Die Gefühle von Paulus haben möglicherweise angezeigt, dass Depression, Bitterkeit oder Wut eine angemessene Reaktion wäre. Stattdessen hält er nach dem Guten in seinen Umständen Ausschau. Als Resultat seiner Gefangenschaft gab es bestimmte Mitglieder der Palastwache des Kaisers, die das Evangelium gehört hatten. Paulus mag in Ketten sein, aber „das Wort Gottes ist nicht gekettet“ (2Tim 2,9). Für den Apostel war es die Evangelisation unter der prätorianischen Garde wert, dafür zu leiden. Trotz dieser schwierigen Umstände war Paulus imstande, sich zu freuen, weil er einen größeren Plan wahrnahm; einen Plan, der größere Anliegen einbezog als seine unmittelbare Bequemlichkeit.

Paulus hatte Feinde, die darauf aus waren, ihm zu schaden. Schockierenderweise gab es Prediger des Evangeliums, die neidisch waren auf den Erfolg und die Popularität von Paulus.

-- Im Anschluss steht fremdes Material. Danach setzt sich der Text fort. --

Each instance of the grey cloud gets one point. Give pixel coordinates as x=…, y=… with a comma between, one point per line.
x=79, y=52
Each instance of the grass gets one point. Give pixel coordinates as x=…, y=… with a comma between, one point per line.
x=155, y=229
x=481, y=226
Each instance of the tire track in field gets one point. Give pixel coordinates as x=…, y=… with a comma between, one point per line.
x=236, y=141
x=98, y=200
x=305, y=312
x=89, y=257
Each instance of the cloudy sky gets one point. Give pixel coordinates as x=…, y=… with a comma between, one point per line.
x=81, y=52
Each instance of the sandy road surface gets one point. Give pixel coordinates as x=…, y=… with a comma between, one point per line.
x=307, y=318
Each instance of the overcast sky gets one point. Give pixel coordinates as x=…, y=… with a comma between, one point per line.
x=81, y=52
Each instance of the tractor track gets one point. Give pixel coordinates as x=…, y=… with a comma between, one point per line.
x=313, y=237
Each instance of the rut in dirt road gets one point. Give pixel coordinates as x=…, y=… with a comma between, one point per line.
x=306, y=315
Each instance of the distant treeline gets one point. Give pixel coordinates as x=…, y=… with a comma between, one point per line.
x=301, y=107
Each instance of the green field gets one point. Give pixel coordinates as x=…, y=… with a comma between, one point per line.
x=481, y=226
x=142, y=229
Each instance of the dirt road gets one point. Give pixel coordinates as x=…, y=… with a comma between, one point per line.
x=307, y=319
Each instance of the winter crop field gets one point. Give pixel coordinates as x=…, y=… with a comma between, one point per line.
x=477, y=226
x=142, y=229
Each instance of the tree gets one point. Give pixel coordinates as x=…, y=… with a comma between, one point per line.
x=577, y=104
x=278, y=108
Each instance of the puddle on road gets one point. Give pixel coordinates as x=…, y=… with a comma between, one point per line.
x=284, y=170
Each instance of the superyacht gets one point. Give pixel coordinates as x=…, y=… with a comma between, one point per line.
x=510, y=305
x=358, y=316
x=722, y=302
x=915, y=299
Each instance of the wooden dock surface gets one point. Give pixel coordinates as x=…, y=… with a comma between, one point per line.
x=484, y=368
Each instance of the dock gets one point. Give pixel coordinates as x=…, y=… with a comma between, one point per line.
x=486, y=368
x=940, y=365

Sie predigten, um sein Leid zu vergrößern, indem sie davon ausgingen, mit ihren Handlungen „[s]einen Fesseln noch Bedrängnis hinzuzufügen“ (Phil 1,16). Manche waren anscheinend höchst zufrieden, dass der Apostel das empfing, was er nach ihrer Ansicht verdient hatte.

Paulus war in den Händen der römischen Justiz. Im ersten Kapitel sprach er von der Möglichkeit des Todes (Phil 1,20). Später führt er das aus, indem er schreibt: „… wenn ich aber auch wie ein Trankopfer ausgegossen werden sollte“ (Phil 2,17). Es ist eine realistische Anerkennung von Seiten des Apostels, dass seine Mühen und Leiden zum Märtyrertod führen könnten. Ist der Apostel niedergeschlagen? Ist er verbittert? Keineswegs! „So bin ich doch froh und freue mich mit euch allen“, fügt er hinzu.

Freude, beschrieben

Können wir mit größerer Klarheit definieren, was diese Freude ist, aus dem was Paulus im Philipperbrief schreibt? Zwei theologische Wahrheiten bringen die Quelle der Freude in den Fokus. Erstens, Freude ist das Ergebnis unserer Einheit mit Christus. Gott hat uns geschaffen und dann in Christus neugeschaffen, damit wir tiefe und beständige Beziehungen knüpfen können; sie sind die Quelle unserer größten Freuden. Aber keine Beziehung übersteigt unsere Gemeinschaft mit Jesus Christus im Evangelium. Paulus begann seinen Brief an die Philipper damit, seine christliche Leserschaft an ihre Beziehung zu Jesus Christus zu erinnern: Sie waren „in Christus“ (1,1). Dadurch unterstrich Paulus eine fundamentale Wahrheit. Glaube, wie Jesus seine Jünger erinnerte, ist ein Glauben „in“ Christus „hinein“ (Joh 14,12). Glaube umfasst eine Einheit, in der wir vollkommen abhängig sind von den Ressourcen eines anderen. Diese Wahrheit wurde von Jesus in einer gartenbaulichen Analogie ausgeführt: Er ist der Weinstock, wir sind die Reben (Joh 15). Jesus vergewissert seine Jünger: „Dies habe ich zu euch geredet, damit meine Freude in euch bleibe und eure Freude völlig werde“ (Joh 15,11). Es ist nicht klar, ob Jesus sagen wollte, dass die Gläubigen die Empfänger von Freude oder die Objekte von Freude sind. Beides ist wahrscheinlich gemeint. Christus stellt für uns – die alle Freude verloren haben – die Freude wieder her, die er an uns hat! Und wenn er sieht, wie wir die Frucht tragen, die wir sollten, natürlich einschließlich der Freude (Gal 5,22), bringt das auch ihm Freude! Vielleicht sehen wir jetzt die Bedeutung von Freude in unserem Leben: Sie macht das Herz unseres Retters froh!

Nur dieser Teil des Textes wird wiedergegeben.